In non-vertebrates such as fish and birds, DDT concentrations can reach toxic levels. In top 
carnivores, it was concentrated with devastating consequences. While DDT is not a nerve poison for birds and mammals, it does inhibit the deposition of calcium in the eggshell of breeding birds. The eggs are thin-shelled and easily crack, causing a rapid decline in numbers of birds of prey.
Once these effects were realised, a ban was placed on DDT, and the quality of stability was renamed ‘persistence.’
Now, insecticides that are biodegradable are sought, and are more specific in their actions. Organophosphates were tried, but are suspected to be harmful in humans. They act as synapse blockers in insects. As a result, synthetic derivatives of pyrethrum have been developed, as they are much less toxic in mammals, and are biodegradable. However, they are lethal to fish, and must not be used near waterways.

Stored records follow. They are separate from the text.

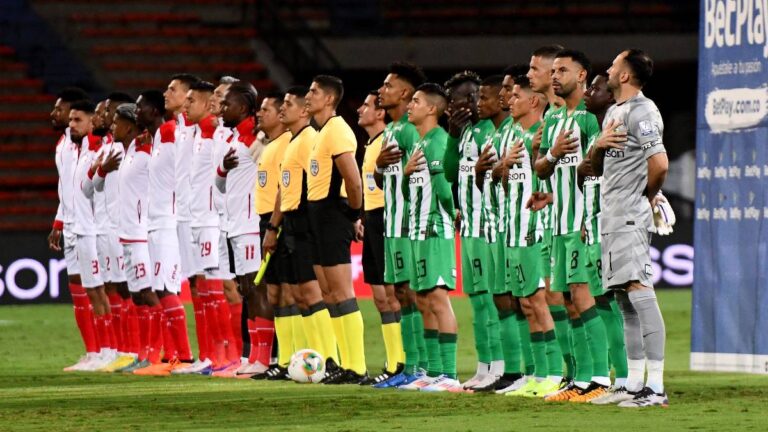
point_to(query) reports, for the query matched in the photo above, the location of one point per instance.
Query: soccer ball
(306, 366)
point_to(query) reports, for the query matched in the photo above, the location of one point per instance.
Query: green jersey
(522, 181)
(403, 134)
(493, 192)
(431, 201)
(470, 144)
(568, 200)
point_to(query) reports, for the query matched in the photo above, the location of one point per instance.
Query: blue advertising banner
(730, 290)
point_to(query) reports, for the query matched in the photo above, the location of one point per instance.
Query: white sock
(656, 375)
(636, 375)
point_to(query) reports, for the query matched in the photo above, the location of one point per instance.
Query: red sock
(262, 332)
(198, 305)
(155, 334)
(235, 315)
(116, 308)
(84, 317)
(144, 324)
(177, 322)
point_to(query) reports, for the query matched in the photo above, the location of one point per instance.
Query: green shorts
(569, 256)
(546, 254)
(398, 260)
(476, 265)
(595, 270)
(434, 264)
(500, 274)
(525, 269)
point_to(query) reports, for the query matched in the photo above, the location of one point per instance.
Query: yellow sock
(299, 336)
(284, 332)
(354, 328)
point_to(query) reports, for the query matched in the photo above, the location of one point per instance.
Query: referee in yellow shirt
(371, 118)
(335, 199)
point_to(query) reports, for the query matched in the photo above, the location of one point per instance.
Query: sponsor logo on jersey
(314, 167)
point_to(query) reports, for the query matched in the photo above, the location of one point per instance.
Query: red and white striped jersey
(185, 138)
(133, 186)
(162, 178)
(66, 161)
(203, 205)
(238, 184)
(82, 199)
(220, 147)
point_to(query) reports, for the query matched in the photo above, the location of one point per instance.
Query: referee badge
(314, 167)
(262, 178)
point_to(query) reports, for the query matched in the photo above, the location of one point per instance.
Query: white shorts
(206, 246)
(246, 249)
(111, 257)
(138, 267)
(88, 258)
(166, 262)
(187, 250)
(70, 254)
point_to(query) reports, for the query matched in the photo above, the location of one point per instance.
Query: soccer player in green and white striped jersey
(399, 137)
(468, 136)
(597, 100)
(567, 135)
(432, 218)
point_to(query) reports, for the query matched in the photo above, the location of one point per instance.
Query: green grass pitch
(36, 342)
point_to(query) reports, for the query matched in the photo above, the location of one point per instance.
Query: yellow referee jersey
(268, 171)
(294, 168)
(324, 179)
(373, 197)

G.3.9 – Outline the effects of ultraviolet (UV) radiation on living tissues and biological productivity
UV radiation is absorbed by organic bases (adenine, guanine, thymine, cytosine and uracil) of nucleic acids (DNA and RNA), which causes them to be modified.
UV radiation kills phytoplankton, which form a significant portion of net photosythesis in the biosphere. The whole oceanic food web is affected by their death.

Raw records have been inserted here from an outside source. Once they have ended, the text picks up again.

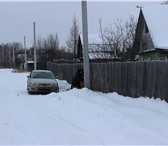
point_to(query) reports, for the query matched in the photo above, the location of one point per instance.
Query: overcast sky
(16, 18)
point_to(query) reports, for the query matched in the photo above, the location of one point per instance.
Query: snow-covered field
(77, 117)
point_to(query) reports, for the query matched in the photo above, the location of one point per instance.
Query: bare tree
(120, 37)
(73, 37)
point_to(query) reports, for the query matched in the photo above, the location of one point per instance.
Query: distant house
(151, 38)
(97, 49)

Many terrestrial plants suffer retarded growth as their rate of photosynthesis slows, resulting from radioactive damage and mutation in plant leaves. It may also kill symbiotic bacteria which fix nitrogen in the root nodules of legumes In animals, increases in UV exposure increases rates of skin cancer, sunburn and eye cataracts.

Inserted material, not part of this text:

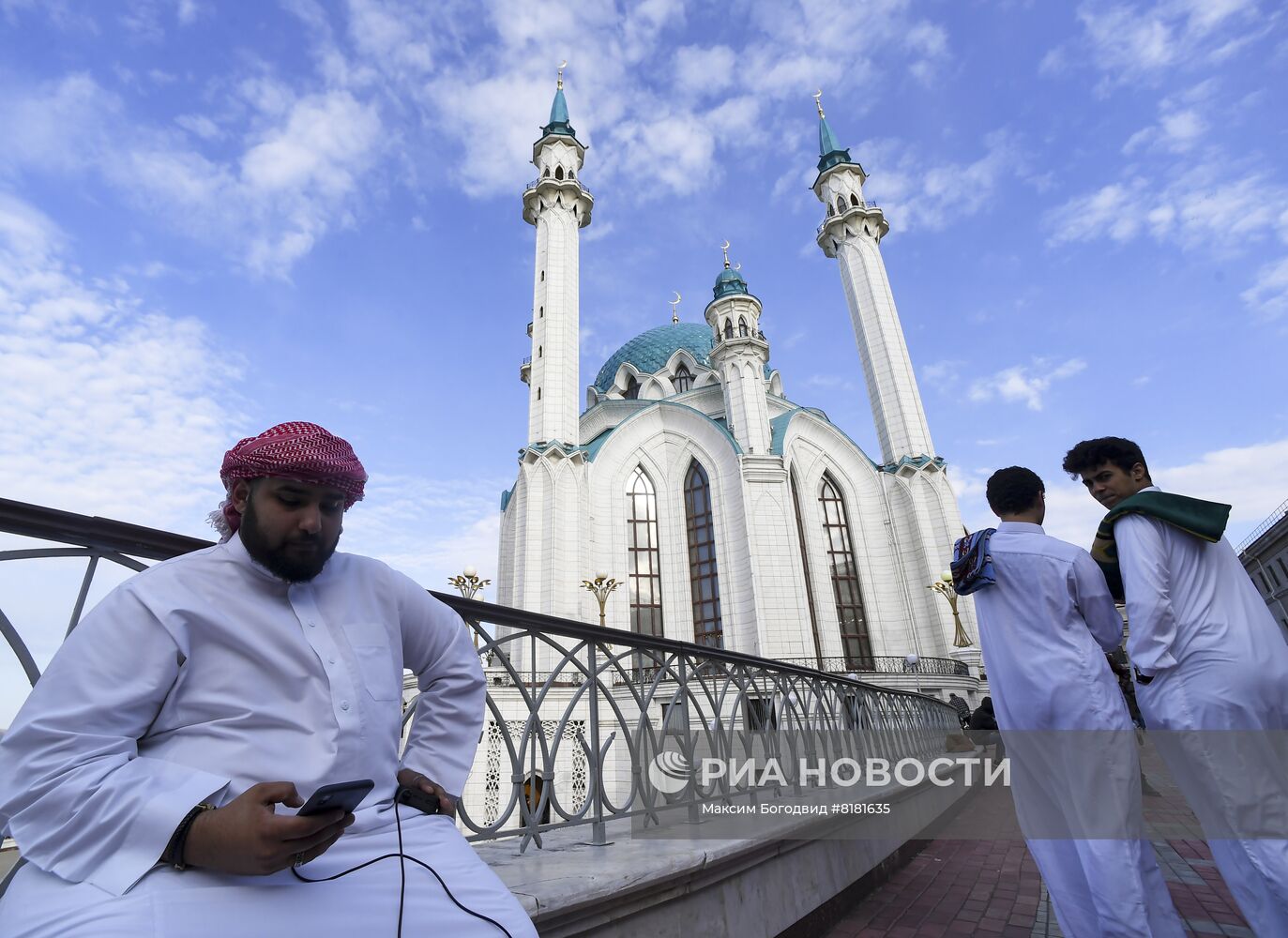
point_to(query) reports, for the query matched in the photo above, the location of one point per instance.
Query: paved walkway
(992, 886)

G.3.10 – Outline the effect of chlorofluorocarbons (CFCs) on the ozone layer
Substances made by industry, like chlorofluorocarbons (CFCs), are threatening the ozone layer. They are very unreactive and stable, deliberately manufactured for use as propellants in aerosol cans and as 
coolants in refrigerators. The gases escape into the atmosphere from time to time, and are slowly carried into the stratosphere, taking up to five years. Once in the stratosphere, they are exposed to high levels of UV light, and a broken down. The highly reactive chlorine atoms are then released, and break down ozone in a cyclic reaction.
The result is that ozone molecules are broken down faster than they can be reformed. Large quantities of CFCs have been released, and despite current steps to replace them with safer chemicals, the time taken for them to reach our atmosphere allows for ozone depletion to continue.
The ozone hole, or thinning of the ozone layer, is a potential problem for all organisms exposed to sunlight on land. Care must be taken for people in Australia, New Zealand, South Africa and Chile that they do not become over-exposed to sunlight and develop skin cancer.
G.3.11 – State that ozone in the stratosphere absorbs UV radiation
Ozone is a molecule of three oxygen atoms, which occurs naturally in the Earth’s atmosphere in an ozone layer, found in the stratosphere.
Ozone is formed by the action of UV radiation in the upper atmosphere on O2
The highest concentration of ozone is at midpoint of the stratosphere, as there is little oxygen at the top where there is much UV radiation, and little radiation closer to the Earth’s surface where there is the highest concentration of oxygen.
As the ceaseless cycle continues, most of the incoming UV light is absorbed. The stratosphere is slightly warmed by the reactions, but the heat is lost to space.
Any UV radiation that reaches Earth is harmful to living things as it is absorbed by the organic bases of nucleic acids, and causes them to be modified. UV radiation may also damage proteins and lipids. Exposure gives rise to increase in cancer rates, glaucoma, cataracts and skin aging. In plant and phytoplankton, exposure may negatively affect productivity.
UV radiation does have beneficial qualities. It is used to treat jaundice in newborn infants, and is used in vitamin D synthesis. During water purification, UV radiation is used to kill microbes. As a result, it is extremely important that the high-level ozone layer is maintained.